Lieutenant Jimmy Cross’ platoon of soldiers are a group of very young men, most of whom are unprepared for the Vietnam War. They carry heavy rations and supplies, and pictures of their girlfriends, and fear and sadness and confusion. They often pretend that they do not feel as much as they do, because they don’t want to look silly to the other soldiers. Jimmy Cross loves a girl named Martha who he knows will never love him back, and he continues to love her long after the war ends. The men do sometimes reveal their emotions, in heartfelt or comical ways. Tim O’Brien, the narrator, writes stories about his friends in his platoon. Mitchell Sanders mails lice he removes from his body to his draft board in Ohio. But there are many terrible memories Tim can’t shake. He watched a man get blown up by a mine. He saw young men get hardened by grief and anger and injustice. He remembers believing the war was wrong, and wanting to run away to Canada. He even tries to go, and spends six days in a lodge at the border, but in the end he is too afraid of what his family and friends will think if he doesn’t fight. He went to war, he says, because he was a coward.
Strange things happen to soldiers in Vietnam: they get paranoid, and they lose their sense of morality and justice. They become hardened and angry, because no one back home understands what they are going through. After his best friend dies, Rat Kiley, a medic, writes a letter to the friend’s sister, telling her what a wonderful man her brother was. The sister never writes back, and Rat’s grief turns to hard anger. Tim explains that this is a true war story, because there is no moral, only ugliness and cruelty. One particularly strange story Tim heard from Rat Kiley: a soldier brought his girlfriend to Vietnam. She arrived fresh-faced and very young, but she quickly became absorbed into life in the jungle. Gradually she lost all of her attachment to her old life. She disappeared into the jungle. The soldiers understand this story, because they believe there is magic in Vietnam. Superstitions are real, and the truth is relative. There are moments and feelings that Tim cannot forget. One of them is of the man he killed: a young Vietnamese soldier who was walking down a trail when Tim threw a grenade at him. Tim will never forget the man’s exploded face. Nor will he lose the image of a young girl dancing outside of her destroyed village, as American soldiers carry her dead family away.
Norman Bowker, one of Tim’s friends and fellow soldiers, returns from the war unsure of what to do with all his terrible knowledge and memories. He finds he can’t talk to anyone–no one will listen, or could understand if they did listen–and everything he does seems silly and irrelevant. He eventually kills himself. Tim tells Norman’s story to try to do his life justice.
After one of the best men in their company dies in a night attack, the men search for him in the mud. Each of them feels somehow to blame. The narrator-Tim explains that all these stories are made up, but they are true anyway, because they explain what Vietnam was like.
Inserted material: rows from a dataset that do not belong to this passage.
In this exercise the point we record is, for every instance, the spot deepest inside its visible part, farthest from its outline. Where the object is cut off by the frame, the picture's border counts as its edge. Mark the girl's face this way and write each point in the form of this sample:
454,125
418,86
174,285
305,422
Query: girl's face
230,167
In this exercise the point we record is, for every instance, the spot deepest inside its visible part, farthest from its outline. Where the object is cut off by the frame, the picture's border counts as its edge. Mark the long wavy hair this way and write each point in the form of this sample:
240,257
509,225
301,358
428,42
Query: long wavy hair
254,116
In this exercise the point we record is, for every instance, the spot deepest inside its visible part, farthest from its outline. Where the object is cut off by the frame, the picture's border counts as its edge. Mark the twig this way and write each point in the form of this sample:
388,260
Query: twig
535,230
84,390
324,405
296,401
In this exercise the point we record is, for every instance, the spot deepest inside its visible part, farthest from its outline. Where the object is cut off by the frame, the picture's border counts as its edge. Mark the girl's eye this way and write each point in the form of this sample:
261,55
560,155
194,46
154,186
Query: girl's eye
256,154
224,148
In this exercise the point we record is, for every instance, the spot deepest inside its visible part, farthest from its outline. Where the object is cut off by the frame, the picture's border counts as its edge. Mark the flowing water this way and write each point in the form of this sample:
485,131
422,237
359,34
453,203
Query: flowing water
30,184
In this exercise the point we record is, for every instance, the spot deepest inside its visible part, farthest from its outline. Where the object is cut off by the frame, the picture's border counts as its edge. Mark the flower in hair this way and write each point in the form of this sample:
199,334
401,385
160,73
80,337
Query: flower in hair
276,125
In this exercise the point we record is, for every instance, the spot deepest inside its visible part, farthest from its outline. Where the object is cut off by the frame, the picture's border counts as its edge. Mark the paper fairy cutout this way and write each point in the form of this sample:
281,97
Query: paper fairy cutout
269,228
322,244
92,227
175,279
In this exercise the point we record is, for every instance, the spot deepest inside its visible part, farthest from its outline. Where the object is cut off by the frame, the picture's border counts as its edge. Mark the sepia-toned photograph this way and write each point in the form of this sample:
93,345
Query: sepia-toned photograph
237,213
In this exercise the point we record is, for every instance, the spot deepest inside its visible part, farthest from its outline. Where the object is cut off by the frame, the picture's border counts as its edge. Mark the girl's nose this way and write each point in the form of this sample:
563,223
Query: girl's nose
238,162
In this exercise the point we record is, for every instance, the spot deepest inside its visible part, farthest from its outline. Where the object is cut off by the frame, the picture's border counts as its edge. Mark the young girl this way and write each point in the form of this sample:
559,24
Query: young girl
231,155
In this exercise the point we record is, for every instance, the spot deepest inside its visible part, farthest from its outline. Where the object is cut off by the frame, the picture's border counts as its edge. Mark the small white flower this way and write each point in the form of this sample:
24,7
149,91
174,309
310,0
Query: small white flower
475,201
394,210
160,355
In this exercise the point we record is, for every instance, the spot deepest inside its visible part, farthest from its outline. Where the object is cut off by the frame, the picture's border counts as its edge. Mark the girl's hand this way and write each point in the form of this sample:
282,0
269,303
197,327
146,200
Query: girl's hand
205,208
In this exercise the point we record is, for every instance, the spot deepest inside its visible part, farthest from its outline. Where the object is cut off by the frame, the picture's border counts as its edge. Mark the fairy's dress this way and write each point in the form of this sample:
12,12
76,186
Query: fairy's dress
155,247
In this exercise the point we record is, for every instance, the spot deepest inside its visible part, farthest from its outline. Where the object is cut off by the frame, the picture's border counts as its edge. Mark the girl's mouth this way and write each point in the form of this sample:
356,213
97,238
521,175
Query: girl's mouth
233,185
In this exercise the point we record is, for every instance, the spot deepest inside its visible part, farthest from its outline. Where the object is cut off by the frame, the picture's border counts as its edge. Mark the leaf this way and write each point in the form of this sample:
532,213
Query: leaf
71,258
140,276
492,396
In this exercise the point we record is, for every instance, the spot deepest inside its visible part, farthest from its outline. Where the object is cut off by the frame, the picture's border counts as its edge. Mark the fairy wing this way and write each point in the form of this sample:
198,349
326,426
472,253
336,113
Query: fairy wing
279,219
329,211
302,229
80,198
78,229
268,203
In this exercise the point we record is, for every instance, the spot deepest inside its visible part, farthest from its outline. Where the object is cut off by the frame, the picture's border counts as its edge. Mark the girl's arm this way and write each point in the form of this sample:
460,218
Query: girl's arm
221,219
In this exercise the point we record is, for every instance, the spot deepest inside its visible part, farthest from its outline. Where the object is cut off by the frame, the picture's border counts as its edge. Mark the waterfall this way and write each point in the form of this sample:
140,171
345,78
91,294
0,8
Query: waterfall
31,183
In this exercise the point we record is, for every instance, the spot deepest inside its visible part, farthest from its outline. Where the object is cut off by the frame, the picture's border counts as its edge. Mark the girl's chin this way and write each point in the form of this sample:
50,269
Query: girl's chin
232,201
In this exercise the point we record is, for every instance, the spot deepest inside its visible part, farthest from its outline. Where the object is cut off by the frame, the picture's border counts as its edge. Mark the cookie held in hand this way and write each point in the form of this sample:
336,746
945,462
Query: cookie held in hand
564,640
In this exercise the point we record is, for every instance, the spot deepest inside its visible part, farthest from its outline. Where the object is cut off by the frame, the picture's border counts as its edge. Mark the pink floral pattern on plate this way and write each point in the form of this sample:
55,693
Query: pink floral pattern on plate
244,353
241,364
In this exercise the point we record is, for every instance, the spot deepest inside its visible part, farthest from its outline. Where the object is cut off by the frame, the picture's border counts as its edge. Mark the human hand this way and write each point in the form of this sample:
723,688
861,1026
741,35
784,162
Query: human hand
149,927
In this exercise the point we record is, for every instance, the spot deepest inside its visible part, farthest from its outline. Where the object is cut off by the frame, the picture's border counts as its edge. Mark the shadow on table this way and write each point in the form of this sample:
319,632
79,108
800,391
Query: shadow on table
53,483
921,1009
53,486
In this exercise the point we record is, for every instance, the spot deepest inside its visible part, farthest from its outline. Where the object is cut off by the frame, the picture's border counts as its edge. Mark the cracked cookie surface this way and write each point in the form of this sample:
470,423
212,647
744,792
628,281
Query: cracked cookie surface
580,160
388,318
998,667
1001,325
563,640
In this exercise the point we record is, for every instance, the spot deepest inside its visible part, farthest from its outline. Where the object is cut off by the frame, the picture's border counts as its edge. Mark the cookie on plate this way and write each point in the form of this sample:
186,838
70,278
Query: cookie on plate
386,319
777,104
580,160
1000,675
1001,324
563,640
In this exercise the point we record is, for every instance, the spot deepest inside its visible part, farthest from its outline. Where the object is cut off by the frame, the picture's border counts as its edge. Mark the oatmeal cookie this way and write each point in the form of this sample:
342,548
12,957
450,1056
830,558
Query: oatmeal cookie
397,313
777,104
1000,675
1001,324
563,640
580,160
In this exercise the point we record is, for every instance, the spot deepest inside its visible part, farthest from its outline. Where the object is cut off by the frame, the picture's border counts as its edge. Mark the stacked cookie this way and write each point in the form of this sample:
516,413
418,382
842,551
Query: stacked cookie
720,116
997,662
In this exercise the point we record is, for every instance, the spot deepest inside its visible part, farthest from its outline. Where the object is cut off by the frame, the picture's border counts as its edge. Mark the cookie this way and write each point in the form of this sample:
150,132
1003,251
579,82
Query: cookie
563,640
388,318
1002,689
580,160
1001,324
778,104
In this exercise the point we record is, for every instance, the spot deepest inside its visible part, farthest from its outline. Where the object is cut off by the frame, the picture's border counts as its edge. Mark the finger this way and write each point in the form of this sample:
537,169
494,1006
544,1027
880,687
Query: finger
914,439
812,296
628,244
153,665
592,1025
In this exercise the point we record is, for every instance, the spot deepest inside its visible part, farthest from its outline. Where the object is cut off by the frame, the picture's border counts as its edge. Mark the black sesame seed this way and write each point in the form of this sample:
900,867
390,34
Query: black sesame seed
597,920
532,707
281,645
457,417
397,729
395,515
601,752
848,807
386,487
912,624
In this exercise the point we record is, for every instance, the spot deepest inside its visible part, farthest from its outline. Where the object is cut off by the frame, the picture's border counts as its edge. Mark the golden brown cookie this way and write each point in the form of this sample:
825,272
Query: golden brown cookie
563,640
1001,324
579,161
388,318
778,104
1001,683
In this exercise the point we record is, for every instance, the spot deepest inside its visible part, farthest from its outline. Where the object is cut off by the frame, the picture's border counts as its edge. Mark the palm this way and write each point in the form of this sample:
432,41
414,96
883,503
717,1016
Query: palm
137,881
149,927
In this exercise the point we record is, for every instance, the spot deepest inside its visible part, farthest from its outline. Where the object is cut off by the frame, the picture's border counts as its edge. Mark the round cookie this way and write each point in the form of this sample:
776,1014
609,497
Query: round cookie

Besides, Vietnam makes it difficult to know just what is true: Am I to blame for the death of this man? Each soldier asks this question, but there are no answers. Twenty years later, Tim brings his young daughter to the riverbank and buries his friend’s shoes in the mud. He doesn’t know what to feel.
Tim was shot twice: the first time he was taken care of by a good medic, but the second time, the medic was inexperienced and Tim nearly died. Tim gets revenge: he pretends to be the enemy one night when the medic is on watch. He later hates himself for doing this, but he feels close to the man, because he watches him cower in fear, just as Tim did when he was shot and thought he was dying.
Rat Kiley lost his mind in the field. He thought bugs were trying to kill him. When he shoots himself in the foot so he can leave the field, no one blames him. He was a good soldier, but combat was eventually too much for him.
Tim knows that stories can bring the dead back to life. Telling stories about people can make you feel like they’re there with you. The soldiers do this so that they don’t have to think about the fact that their friends are actually dead, or that they just killed a real person. Tim has been doing it since he was a child, when the first girl he ever loved died of a brain tumor. The stories change–names, dates, and even events transform–but the memories are kept alive by the storyteller.